Ignoro si las pequeñas son hermanas, si van a la escuela, pero cuando las veo pienso en una historia que solía proponerles a mis estudiantes de una Maestría en Educación para una materia que les impartía en una universidad local.
Es una historia incluida en el libro titulado, Pedagogía de la Igualdad, obra del educador argentino Pablo Gentili. Ahí, Gentili cuenta aquel día en que tuvo que ir de urgencia a una junta en la Universidad del Estado de Río de Janeiro en Brasil, país en el que vive desde hace más de 20 años.
Gentili narra la invitación que le hizo a Luiz Carlos, el pequeño hijo de un portero de un edificio cercano para que junto con Mateo, el hijo del profesor argentino, fueran a la Universidad y la conocieran en tanto él atendía la reunión a la que había sido llamado.
Conmueve la forma en que Gentili describe la escena: Luiz Carlos entró a su casa para cambiarse de ropa, tardaba en salir y la urgencia por llegar a la Universidad crecía. Cuando por fin apareció el niño, “iba vestido como para un bautismo: camisa blanca, pantalón largo azul marino, peinado fundido al cráneo y una sonrisa nerviosa que le iluminaba el rostro. La madre, con sus manos apoyadas en los hombros del niño, preguntó”:
-¿Es verdad que van a ir a la Universidad?
Pablo Gentili confiesa que la pregunta de la mamá de Luiz Carlos era mucho más difícil de lo que jamás hubiera imaginado. La razón la explica después en el desenlace desolador de la historia.
Cuenta el autor argentino que ya en las instalaciones de la Universidad, le dijo a Luiz Carlos que cuando fuera grande, iría a estudiar a ese lugar y ojalá fuera compañero de Mateo.
-No, yo acá no creo que venga- dijo casi en un susurro-. Mi papá ya me avisó que la Universidad no es para los pobres.
Gentili dice que la respuesta de Luiz Carlos lo petrificó porque, señala, “es difícil comprender los momentos en que se combinan las rupturas epistemológicas y epistemofílicas en un ser humano. Cuando esto ocurre, se produce la oportunidad de un aprendizaje extraordinario. Un aprendizaje que cala, hiere, penetra la piel. Invade y coloniza el cuerpo. Se vuelve inolvidable”.
Vuelvo entonces a las niñas que venden dulces y semillas en el crucero cercano a mi casa. Quizá ya sus padres les advirtieron, como el padre de Luiz Carlos lo hizo con él, que la escuela no es para ellas. La Universidad es una utopía que para ellas se asume en su concepto más puro: un ideal inalcanzable.

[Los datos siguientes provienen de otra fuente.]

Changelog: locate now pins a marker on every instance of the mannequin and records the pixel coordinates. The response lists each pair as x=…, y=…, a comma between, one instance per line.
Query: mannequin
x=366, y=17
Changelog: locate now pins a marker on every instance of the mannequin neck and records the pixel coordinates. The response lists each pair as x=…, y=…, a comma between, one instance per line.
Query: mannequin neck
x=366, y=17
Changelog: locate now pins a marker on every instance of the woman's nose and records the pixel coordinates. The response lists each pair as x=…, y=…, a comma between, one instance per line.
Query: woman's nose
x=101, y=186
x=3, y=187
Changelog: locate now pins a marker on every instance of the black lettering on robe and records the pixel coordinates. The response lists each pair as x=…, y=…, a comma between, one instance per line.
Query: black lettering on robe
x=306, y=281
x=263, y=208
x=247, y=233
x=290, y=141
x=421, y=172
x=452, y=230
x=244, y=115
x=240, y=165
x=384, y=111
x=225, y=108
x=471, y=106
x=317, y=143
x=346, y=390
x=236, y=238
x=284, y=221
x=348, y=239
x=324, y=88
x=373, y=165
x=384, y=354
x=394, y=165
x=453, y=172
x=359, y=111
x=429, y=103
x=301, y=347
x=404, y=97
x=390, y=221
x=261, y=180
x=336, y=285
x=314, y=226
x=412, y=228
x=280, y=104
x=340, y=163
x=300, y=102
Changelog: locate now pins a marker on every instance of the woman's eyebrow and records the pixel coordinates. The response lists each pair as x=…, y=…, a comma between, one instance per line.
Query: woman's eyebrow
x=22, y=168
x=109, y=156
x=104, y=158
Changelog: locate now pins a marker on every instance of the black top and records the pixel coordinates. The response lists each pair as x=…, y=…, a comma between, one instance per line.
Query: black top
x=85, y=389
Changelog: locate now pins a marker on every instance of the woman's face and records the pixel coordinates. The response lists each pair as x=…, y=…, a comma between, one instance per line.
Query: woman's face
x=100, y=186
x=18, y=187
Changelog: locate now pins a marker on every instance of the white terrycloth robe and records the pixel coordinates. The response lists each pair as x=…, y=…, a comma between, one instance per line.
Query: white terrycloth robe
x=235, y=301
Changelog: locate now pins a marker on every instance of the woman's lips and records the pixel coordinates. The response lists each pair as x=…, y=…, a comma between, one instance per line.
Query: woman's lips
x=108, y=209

Las razones de su ausencia futura universitaria son muchas y entre ellas es que sus maestros y su gobierno se reparten hoy balas, culpas y sangre. Unos, con demandas justas pero con formas burdas y equivocadas; los otros, con la carga de ser un gobierno promotor del clientelismo y la complicidad, a lo largo de muchos años, con un magisterio sindical corrupto.
Está comprobado que una mala elección docente aunado a un gobierno ineficiente y corrupto, condenará a una población estudiantil de cualquier país con bajos niveles educativos, a varias décadas más de atraso.
¿Quién ganará en este nuevo oprobio entre gobierno y la CNTE? Nadie. Pero los derrotados, esos sí, están más que anunciados, son la niñez que espera en las aulas la resolución de un conflicto sempiterno que no empezó el domingo pasado, una lucha atroz que los condena desde ya al rezago educativo, a observar, como Luiz Carlos, la Universidad con la vista hacia arriba y muy lejana.
Pablo Gentili titula el capítulo en donde narra la historia de Luiz Carlos como “Una vergüenza menos, una libertad más”, en México traducimos a la inversa. Qué triste.